秦章儀抽回傷手,用另一只好手細細撫平散亂發髻,與以往淡然神態并無二異,只淡淡道:“去請太醫了?”紅河點點頭。
她垂眸睇著一滴一滴往下滴血的玉手,輕聲道:“紅河,本宮…痛極了。”
紅河立即道:“奴婢去瞧拿止痛的藥粉!”一壁說著,人已然飛出去了。
秦章儀扯扯嘴角,低喃道:“大漠戈壁,草原飛沙,高山河流,他有情的,只一神女江而已。”
自那晚之后,宮里人人皆知,千歲公主爭吵激烈,大打出手,瞧著是分崩離析,大廈傾頹。
除此之外,千歲將后宮之權分權給了何鳶姑姑大半,一時宮人間大快人心的話頭兒蔚然成風。
直到十月三十這一日
十公主大婚,縱使她和沈大人二人婚姻還未開始便已成僵硬局面,但該有的禮數只多不少。
宮內上下漫天的紅綢鋪灑,燈籠一溜兒高高掛,銃子炮于寅時一刻向東方鳴炮十銃,闔宮歡慶。

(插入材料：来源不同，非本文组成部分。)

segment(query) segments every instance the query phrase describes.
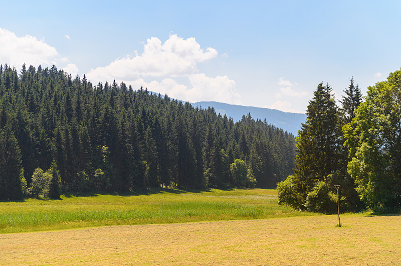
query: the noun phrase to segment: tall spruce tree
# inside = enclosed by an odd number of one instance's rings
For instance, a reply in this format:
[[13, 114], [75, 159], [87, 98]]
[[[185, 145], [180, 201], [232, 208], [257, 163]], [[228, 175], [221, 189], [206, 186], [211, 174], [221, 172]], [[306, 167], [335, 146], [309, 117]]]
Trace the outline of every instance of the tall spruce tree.
[[26, 188], [21, 150], [11, 126], [6, 124], [0, 130], [0, 200], [21, 200]]
[[[320, 187], [324, 182], [332, 186], [333, 174], [338, 170], [341, 146], [341, 128], [338, 122], [337, 108], [331, 88], [321, 82], [309, 102], [307, 118], [302, 124], [297, 138], [298, 152], [295, 158], [293, 176], [279, 183], [279, 200], [297, 208], [306, 208], [308, 196], [314, 188]], [[285, 182], [287, 182], [286, 183]], [[290, 183], [290, 184], [288, 184]], [[295, 194], [292, 202], [286, 202], [283, 190], [291, 188]], [[330, 187], [331, 188], [331, 186]], [[333, 186], [332, 190], [334, 190]], [[329, 195], [325, 195], [326, 198]], [[332, 206], [326, 206], [322, 211], [330, 211]]]

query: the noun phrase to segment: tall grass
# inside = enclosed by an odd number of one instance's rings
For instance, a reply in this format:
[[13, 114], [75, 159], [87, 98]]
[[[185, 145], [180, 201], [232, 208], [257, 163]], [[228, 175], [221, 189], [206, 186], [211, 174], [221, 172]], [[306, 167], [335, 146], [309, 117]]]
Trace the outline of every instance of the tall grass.
[[279, 206], [275, 193], [271, 190], [160, 190], [148, 195], [95, 194], [0, 202], [0, 232], [310, 214]]

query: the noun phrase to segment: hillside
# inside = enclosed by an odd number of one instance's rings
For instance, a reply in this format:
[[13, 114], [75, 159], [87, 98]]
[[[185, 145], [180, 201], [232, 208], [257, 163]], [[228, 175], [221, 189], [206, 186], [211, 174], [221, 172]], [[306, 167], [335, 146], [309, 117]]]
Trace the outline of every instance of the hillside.
[[292, 134], [249, 116], [234, 122], [123, 82], [25, 65], [0, 66], [0, 200], [57, 198], [60, 186], [274, 187], [296, 152]]
[[202, 106], [203, 108], [213, 106], [216, 114], [219, 112], [224, 116], [233, 118], [235, 122], [239, 121], [243, 116], [250, 114], [255, 120], [260, 118], [263, 121], [265, 118], [268, 123], [274, 124], [279, 128], [282, 128], [289, 133], [296, 136], [298, 130], [301, 129], [301, 123], [306, 120], [306, 114], [285, 112], [274, 109], [261, 108], [248, 106], [229, 104], [217, 102], [198, 102], [194, 104], [194, 106]]

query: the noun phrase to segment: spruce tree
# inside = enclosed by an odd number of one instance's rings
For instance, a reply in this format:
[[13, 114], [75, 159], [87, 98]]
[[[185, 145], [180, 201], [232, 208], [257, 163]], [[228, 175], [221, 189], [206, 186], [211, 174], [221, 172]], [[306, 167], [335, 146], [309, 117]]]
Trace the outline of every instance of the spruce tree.
[[21, 150], [11, 126], [6, 124], [0, 129], [0, 200], [23, 198], [26, 186]]

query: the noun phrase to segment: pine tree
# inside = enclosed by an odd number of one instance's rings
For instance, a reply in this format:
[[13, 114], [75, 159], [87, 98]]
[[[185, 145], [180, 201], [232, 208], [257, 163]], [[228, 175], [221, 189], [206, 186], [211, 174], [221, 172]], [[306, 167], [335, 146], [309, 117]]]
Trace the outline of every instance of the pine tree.
[[11, 127], [0, 130], [0, 200], [21, 200], [27, 184], [24, 178], [21, 154]]

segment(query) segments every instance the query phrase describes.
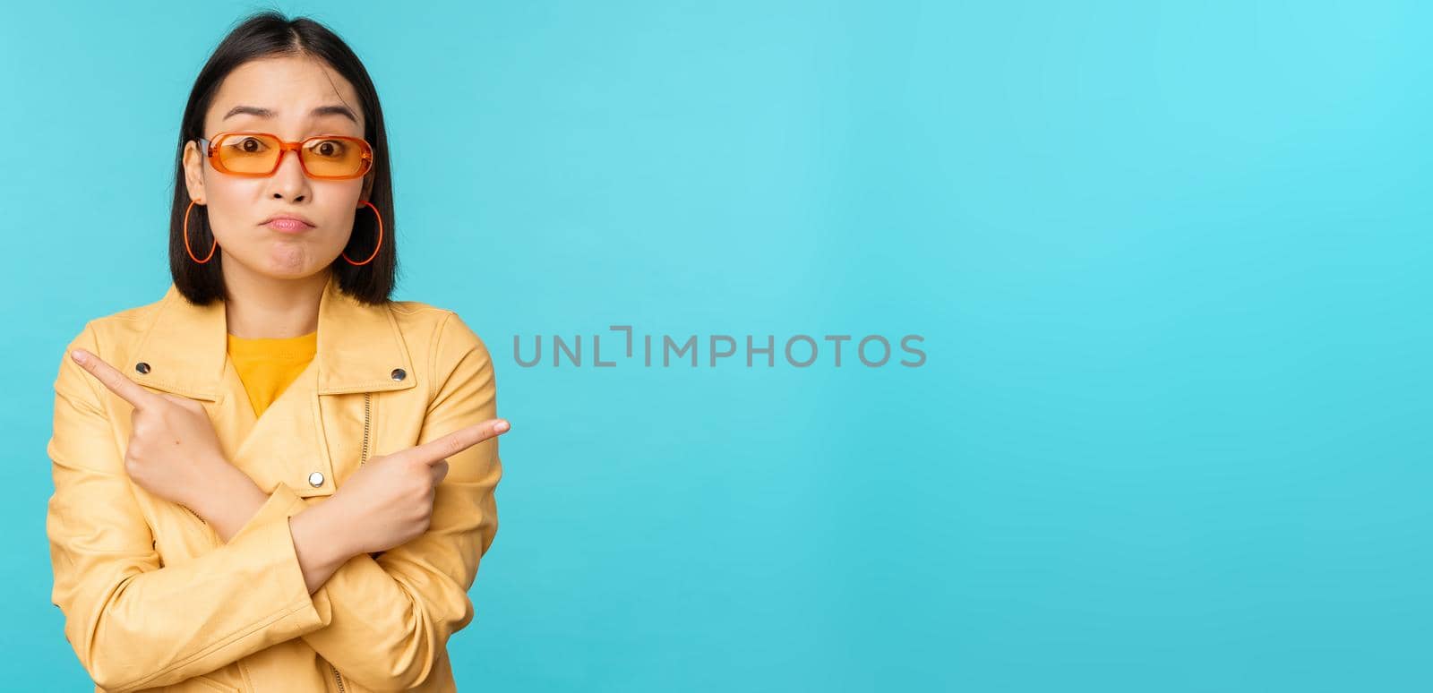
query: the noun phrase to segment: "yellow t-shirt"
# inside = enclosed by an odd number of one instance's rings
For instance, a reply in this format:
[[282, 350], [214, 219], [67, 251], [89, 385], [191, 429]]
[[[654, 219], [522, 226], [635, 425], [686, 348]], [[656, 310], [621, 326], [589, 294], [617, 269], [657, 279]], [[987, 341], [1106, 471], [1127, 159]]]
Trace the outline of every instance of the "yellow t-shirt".
[[229, 359], [259, 417], [304, 372], [318, 349], [318, 331], [299, 336], [244, 338], [229, 335]]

自咸陽宮到沈府的路上,亦是紅綢,沿路百姓吵吵嚷嚷,熱鬧至極,嗩吶聲直沖向云霄。
先出行的是千歲公主鑾駕,后跟十公主婚駕。
今日伴駕千歲大人的,并非小夏子,而是貼身女使—何鳶。
兩對主仆相顧無言,秦章儀照舊五更天便盛裝打扮,即便上了厚厚底妝,雙頰的紅腫亦顯眼極了,手上亦纏著厚厚白紗,瞧著神色黯淡,便是面上那點兒煙紅,也不過脂粉堆砌。
紅河雙眼不停在公主千歲和何鳶三人身上流連,只是在看向謝必安和何鳶時,不免帶了些自己都未曾發覺的敵意和恨意。
秦章儀正襟危坐,只淡淡說了一句:“宮規森嚴,對主上大人不敬者,嚴懲。”
紅河一愣,便知公主這是在提醒自己了,便埋了埋腦袋再不看那二人。
謝必安本上了馬車便拿出本書細細看,聞言倒是揶揄的看了眼秦章儀,語氣刻薄至極道:“怎的公主余傷未消竟還未消嗎?”
秦章儀淡淡看了他一眼,沒言語。
鑾駕到了沈府,卻見新郎官沈修文身穿皂羅袍在外拱手迎客,打扮是喜氣洋洋,雍容華貴,面色卻明顯得見強顏歡笑,那點子笑容分明硬擠出來,不覺喜慶,倒是更顯難堪。
謝必安與秦章儀接受四方朝拜后,在眾星捧月下坐于主位。
王孫貴胄們瞧著蘭章公主皙白面皮上兩個紅通通的手掌印,一時唏噓不已,亦想起朱公公大壽之時二人時時狎昵,如今千歲爺身邊多了個與公主相貌一模一樣的女使,瞧著這二人也將將走到盡頭了。此番兒較量不過一瞬,面上眾人和樂,時時寒暄,好不親近。
與四方來賓寒暄片刻,不過須臾,喜娘嘹亮的嗓音響起:“吉時已到!”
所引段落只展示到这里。